NUT midline carcinoma is another form of cancer in which BET proteins have been implicated. Stefan Knapp, Ph.D., from the University of Oxford explained, “NUT midline carcinoma is a rare, aggressive human cancer in which most of the coding sequence of NUT is fused with the BET protein, BRD4 or BRD3.
“In collaboration with the Dana Farber Cancer Institute, we have synthesized a small molecule based on available patent literature from Mitsubishi and GSK that we call JQ1, that selectively inhibits the BET protein BRD4.”
Dr. Knapp presented data to show that following JQ1 treatment of mice with xenografts of cells from a patient’s NUT midline carcinoma chest tumor, apoptosis occurred and the tumor was reduced in weight and volume.
“BET proteins are now becoming high profile as druggable targets,” Dr.

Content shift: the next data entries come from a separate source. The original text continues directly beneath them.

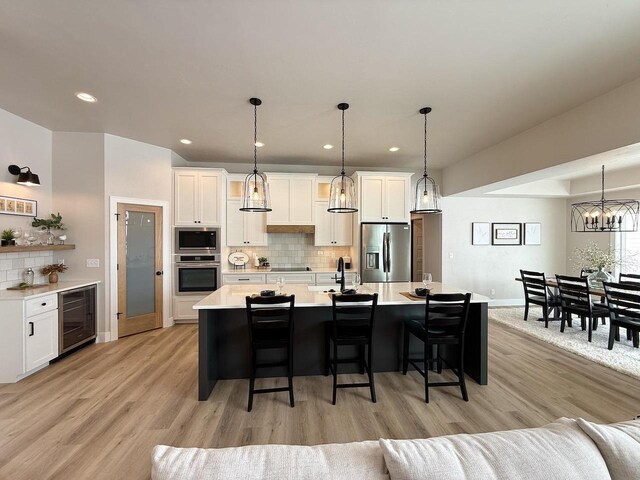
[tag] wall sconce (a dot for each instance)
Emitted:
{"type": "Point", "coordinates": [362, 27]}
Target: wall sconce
{"type": "Point", "coordinates": [27, 177]}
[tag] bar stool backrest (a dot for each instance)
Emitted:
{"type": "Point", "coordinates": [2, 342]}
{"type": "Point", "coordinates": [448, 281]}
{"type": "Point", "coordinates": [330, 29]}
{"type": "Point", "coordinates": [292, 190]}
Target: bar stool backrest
{"type": "Point", "coordinates": [623, 300]}
{"type": "Point", "coordinates": [354, 310]}
{"type": "Point", "coordinates": [448, 311]}
{"type": "Point", "coordinates": [270, 312]}
{"type": "Point", "coordinates": [629, 278]}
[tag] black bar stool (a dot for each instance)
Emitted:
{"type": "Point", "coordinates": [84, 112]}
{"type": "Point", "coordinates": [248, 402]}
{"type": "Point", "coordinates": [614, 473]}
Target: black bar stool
{"type": "Point", "coordinates": [445, 323]}
{"type": "Point", "coordinates": [270, 327]}
{"type": "Point", "coordinates": [352, 324]}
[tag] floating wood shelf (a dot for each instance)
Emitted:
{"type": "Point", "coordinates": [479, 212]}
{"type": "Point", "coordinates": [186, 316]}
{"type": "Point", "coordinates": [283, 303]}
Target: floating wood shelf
{"type": "Point", "coordinates": [36, 248]}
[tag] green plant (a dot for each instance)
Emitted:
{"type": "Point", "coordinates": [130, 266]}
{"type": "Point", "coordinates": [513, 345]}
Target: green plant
{"type": "Point", "coordinates": [55, 267]}
{"type": "Point", "coordinates": [592, 256]}
{"type": "Point", "coordinates": [53, 223]}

Knapp summarized. “Around 20 percent of tumor cell lines respond well to BET inhibition, and there are many chemotypes we have identified that bind to BRD4, so there is plenty of opportunity to develop small molecule inhibitors.
“Based on recent results on BET inhibition in cancer, a spin-off company from the Dana-Farber Institute, Tensha Therapeutics has already been set up to take JQ1 analogues into the clinic and has recently received initial funding of $15 million,” he added.
Soren Beinke, Ph.D., investigator in the Epinova DPU at GSK, also presented on BET inhibition, showing that the I-BET small molecule could be used as an anti-inflammatory agent.
Dr. Beinke’s group, along with a team at the Rockefeller Institute, demonstrated that I-BET suppressed the expression of key inflammatory mediators in macrophages. I-BET also prevented endotoxic shock in mice dosed with bacterial lipopolysaccharide, and attenuated bacterial induced sepsis.
Most promisingly for therapeutic applications, a single dose of I-BET applied after lipopolysaccharide injection, at the time when mice started to develop symptoms of inflammatory disease, cured the mice. “I-BET could be a good candidate for the effective suppression of acute inflammatory conditions,” Dr. Beinke suggested.